Le ministre citera, par la suite, les différentes aides dont bénéficierait l’ONG de la part d’institutions, organismes et sociétés, françaises principalement, mais aussi européennes et américaines, dont, poursuit-il, «la NED, la fameuse National endowment for democracy, le cheval de Troie par excellence des révolutions colorées dans le monde, Maghreb et monde arabe en première ligne».

Allant plus loin dans ses critiques, le porte-parole du gouvernement dira que ce sont là «autant d’attaches qui ont permis à un fils et petit-fils de colon, qui ont fait couler le sang des Algériens dans la Mitidja, d’accéder à sa présidence, avant de terminer comme maire d’extrême-droite d’une commune française et agent d’influence d’une petite pétromonarchie», faisant certainement allusion à l’ancien secrétaire général de RSF, Robert Menard.

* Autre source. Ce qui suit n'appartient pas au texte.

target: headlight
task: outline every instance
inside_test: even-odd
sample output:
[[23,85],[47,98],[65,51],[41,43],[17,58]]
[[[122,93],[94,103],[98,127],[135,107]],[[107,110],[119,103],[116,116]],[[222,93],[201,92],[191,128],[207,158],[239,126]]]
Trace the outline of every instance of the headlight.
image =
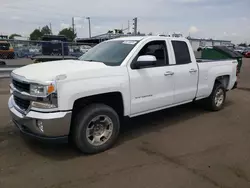
[[38,84],[30,85],[30,95],[37,96],[37,97],[46,97],[55,91],[56,91],[55,84],[53,83],[47,86],[38,85]]
[[55,104],[36,102],[36,101],[31,102],[31,106],[34,108],[41,108],[41,109],[52,109],[57,107]]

Si les rapports, entre RSF et les autorités algériennes n’ont jamais été au beau fixe, il est clair que les choses se sont compliquées davantage ces derniers temps. RSF a été très critique envers les autorités algériennes pour ce qui est du respect de la liberté de la presse, notamment après la mise en détention du journaliste Khaled Drareni, et les blocages des sites internet Maghreb Emergent, Radio M et Interlignes.

Le ministre réfute toute censure contre Interlignes Algérie, ce dernier réagit

Dans la foulée de sa réaction à RSF, le ministre de la Communication, Amar Belhimer, a affirmé, dans le même communiqué, que le site Interlignes n’a pas «été censuré ou bloqué». «Nous supposons qu’il a été stoppé volontairement par ses propriétaires, un acte présenté comme une censure afin de bénéficier de plus d’exposition médiatique, et ce, à quelques jours de la date du 3 mai, Journée mondiale de la liberté de la presse», a-t-il déclaré à ce sujet.

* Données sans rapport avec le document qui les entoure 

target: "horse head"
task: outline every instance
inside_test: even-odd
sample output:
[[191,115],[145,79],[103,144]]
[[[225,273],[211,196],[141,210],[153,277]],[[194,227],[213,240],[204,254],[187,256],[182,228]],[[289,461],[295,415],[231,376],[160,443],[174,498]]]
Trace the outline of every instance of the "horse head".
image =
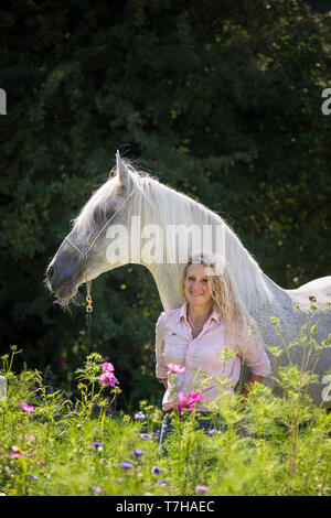
[[119,240],[127,237],[122,234],[128,222],[127,202],[132,194],[130,172],[117,151],[116,168],[74,219],[71,233],[46,269],[46,285],[60,301],[73,300],[82,283],[128,262],[124,247],[117,246],[117,253],[107,253],[107,246],[109,237],[119,229]]

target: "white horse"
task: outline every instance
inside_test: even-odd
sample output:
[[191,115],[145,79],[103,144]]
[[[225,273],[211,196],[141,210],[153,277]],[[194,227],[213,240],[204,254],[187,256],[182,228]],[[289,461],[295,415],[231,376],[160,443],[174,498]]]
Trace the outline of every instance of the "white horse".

Bien évidemment, cela a fait réagir l’équipe du site qui a rendu public un communiqué dans lequel Interlignes Algérie affirme qu’il a bel et bien été «censuré» et non «stoppé volontairement par ses propriétaires, parce que si c’était le cas, l’accès au site ne serait pas possible avec l’application VPN».

Pour le journaliste Bouzid Ichalalène, qui est à la tête de cette équipe, «la crédibilité et l’audimat d’Interlignes n’ont pas été achetés dans un marché», mais «acquis grâce au sacrifice de toute une équipe de jeunes journalistes soucieux du respect de l’éthique et la déontologie régissant ce noble métier».

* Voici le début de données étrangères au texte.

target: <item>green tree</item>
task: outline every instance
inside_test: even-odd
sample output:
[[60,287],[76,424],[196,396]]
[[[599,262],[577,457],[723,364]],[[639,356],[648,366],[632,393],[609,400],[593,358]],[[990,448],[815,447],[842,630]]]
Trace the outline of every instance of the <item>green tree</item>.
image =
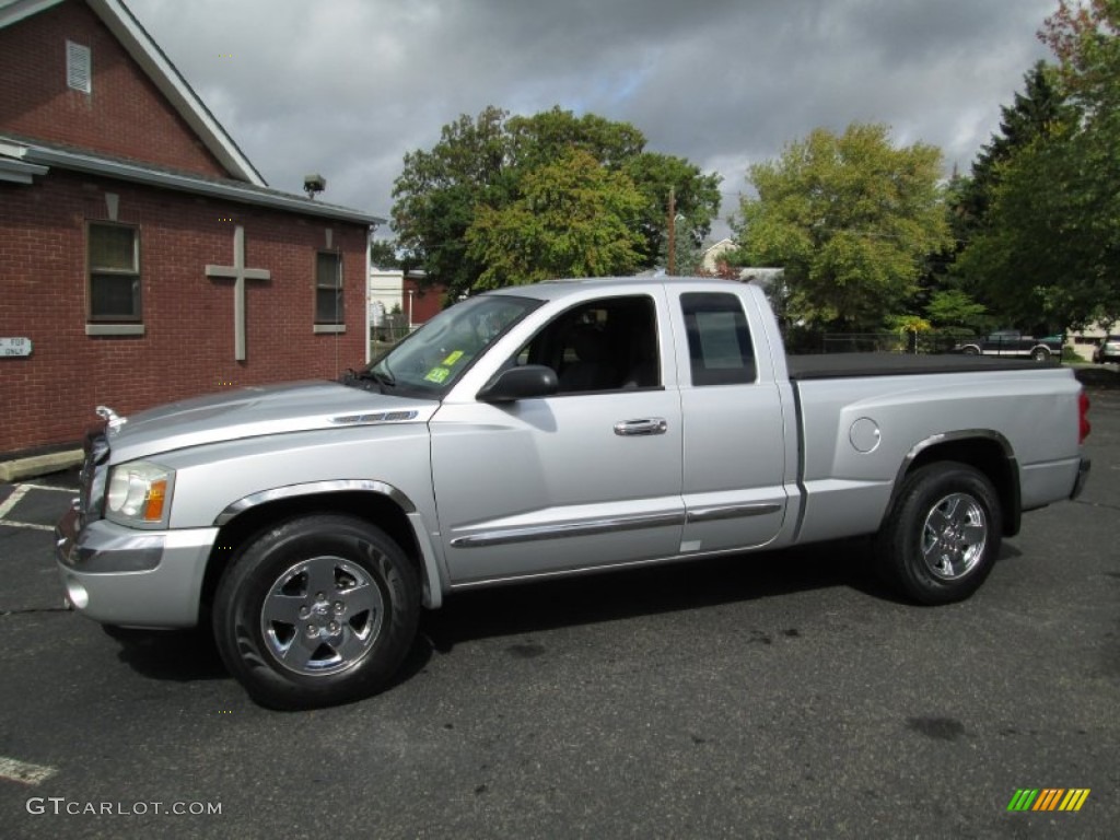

Le site qui signale qu’il «n’attend aucune aide de l’ANEP», affirme qu’il n’a pas besoin d’user de tels procédés pour se faire connaître, car «deux ans seulement après sa création, l’audience dépasse largement celle de nombreux médias, plus anciens et qui disposent de moyens colossaux».

«La censure des médias et l’emprisonnement des journalistes risquent de noircir encore davantage l’image de notre pays, déjà en bas de l’échelle en matière de la liberté de la presse», a ajouté Interlignes Algérie.